Given that it was only available to OpenAI personnel and English-speaking labelers, they will improve the alignment process. True alignment should involve individuals and groups with various backgrounds and characteristics in terms of gender, ethnicity, nationality, religion, etc. Any progress made in that direction is appreciated, though we should be careful not to refer to it as alignment since most people don’t experience it that way.
Conclusion
Model size: GPT-4 will be slightly larger than GPT-3 but not by much when compared to the largest models currently available (MT-NLG 530B and PaLM 540B). Model size won’t be a defining characteristic.
Ideally, GPT-4 will consume greater processing power than GPT-3. It will apply fresh optimality ideas to scaling rules and parameterization (optimal hyperparameters) (the number of training tokens is as important as model size).

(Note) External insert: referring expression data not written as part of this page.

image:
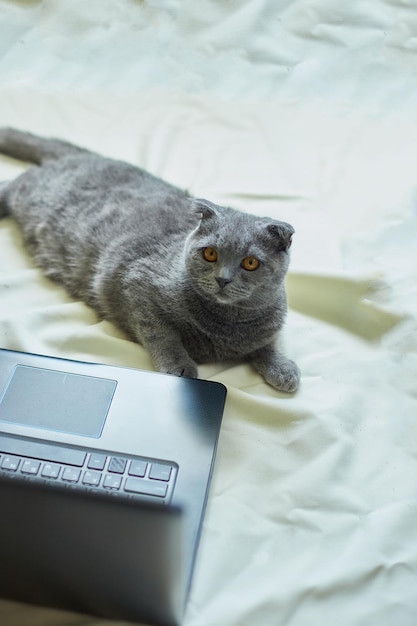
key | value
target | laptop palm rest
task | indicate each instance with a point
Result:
(110, 557)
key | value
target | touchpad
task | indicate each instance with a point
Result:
(70, 403)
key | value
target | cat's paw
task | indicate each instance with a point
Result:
(186, 368)
(284, 376)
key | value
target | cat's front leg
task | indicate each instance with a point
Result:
(169, 355)
(278, 371)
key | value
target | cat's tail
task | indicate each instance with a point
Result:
(27, 147)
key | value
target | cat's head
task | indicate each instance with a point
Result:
(236, 258)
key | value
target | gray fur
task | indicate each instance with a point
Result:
(130, 245)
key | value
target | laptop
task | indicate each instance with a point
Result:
(104, 478)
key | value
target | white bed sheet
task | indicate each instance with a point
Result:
(304, 111)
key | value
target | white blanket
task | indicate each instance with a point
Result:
(305, 111)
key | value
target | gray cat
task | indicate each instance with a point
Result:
(190, 280)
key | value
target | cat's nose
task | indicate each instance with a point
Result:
(223, 281)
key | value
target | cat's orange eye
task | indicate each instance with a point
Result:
(210, 254)
(250, 263)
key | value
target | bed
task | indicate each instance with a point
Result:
(305, 111)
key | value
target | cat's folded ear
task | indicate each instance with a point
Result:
(282, 234)
(204, 208)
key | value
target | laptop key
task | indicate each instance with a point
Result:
(117, 465)
(160, 471)
(71, 474)
(146, 487)
(50, 470)
(11, 463)
(112, 482)
(137, 468)
(97, 461)
(91, 478)
(30, 467)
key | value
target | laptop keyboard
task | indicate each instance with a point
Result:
(87, 469)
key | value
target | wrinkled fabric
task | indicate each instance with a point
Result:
(304, 111)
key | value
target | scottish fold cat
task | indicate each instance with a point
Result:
(190, 280)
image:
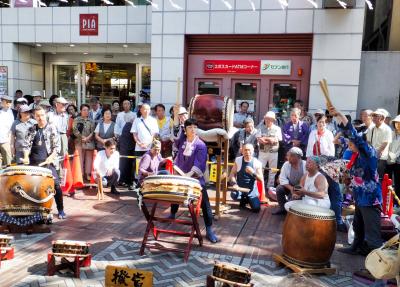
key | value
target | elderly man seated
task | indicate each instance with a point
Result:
(245, 172)
(313, 189)
(106, 165)
(150, 161)
(291, 173)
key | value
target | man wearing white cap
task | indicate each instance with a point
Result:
(37, 96)
(19, 130)
(269, 135)
(59, 118)
(6, 120)
(380, 137)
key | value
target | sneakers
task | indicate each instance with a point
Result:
(62, 215)
(341, 227)
(280, 212)
(210, 235)
(114, 190)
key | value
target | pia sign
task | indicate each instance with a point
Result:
(88, 24)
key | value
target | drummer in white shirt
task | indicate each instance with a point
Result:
(123, 117)
(144, 130)
(106, 165)
(314, 186)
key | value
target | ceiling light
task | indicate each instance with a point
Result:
(155, 6)
(312, 2)
(370, 7)
(227, 4)
(176, 6)
(343, 4)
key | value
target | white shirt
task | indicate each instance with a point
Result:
(326, 143)
(240, 117)
(6, 120)
(377, 136)
(165, 131)
(102, 163)
(122, 119)
(60, 121)
(144, 135)
(106, 127)
(285, 172)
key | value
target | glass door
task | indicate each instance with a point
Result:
(66, 82)
(246, 91)
(208, 86)
(283, 96)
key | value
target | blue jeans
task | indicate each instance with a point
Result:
(336, 198)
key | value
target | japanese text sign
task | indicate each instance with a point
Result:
(232, 67)
(88, 24)
(126, 277)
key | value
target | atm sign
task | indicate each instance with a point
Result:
(88, 24)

Multimodality: The GPT-4 model will solely use text (not multimodal). Before switching entirely to multimodal models like DALLE, which they believe will eventually outperform unimodal systems, OpenAI wants to fully utilize language models.
Sparsity: GPT-4 will be a dense model, continuing the trend from GPT-2 and GPT-3 (all parameters will be in use to process any given input). In the future, sparsity will predominate more.
GPT-4 will be more in line with us than GPT-3 in terms of alignment. It will apply the lessons learned from InstructGPT, which was developed with human input. However, there is still a long way to go before AI alignment, so efforts should be carefully considered and not overstated.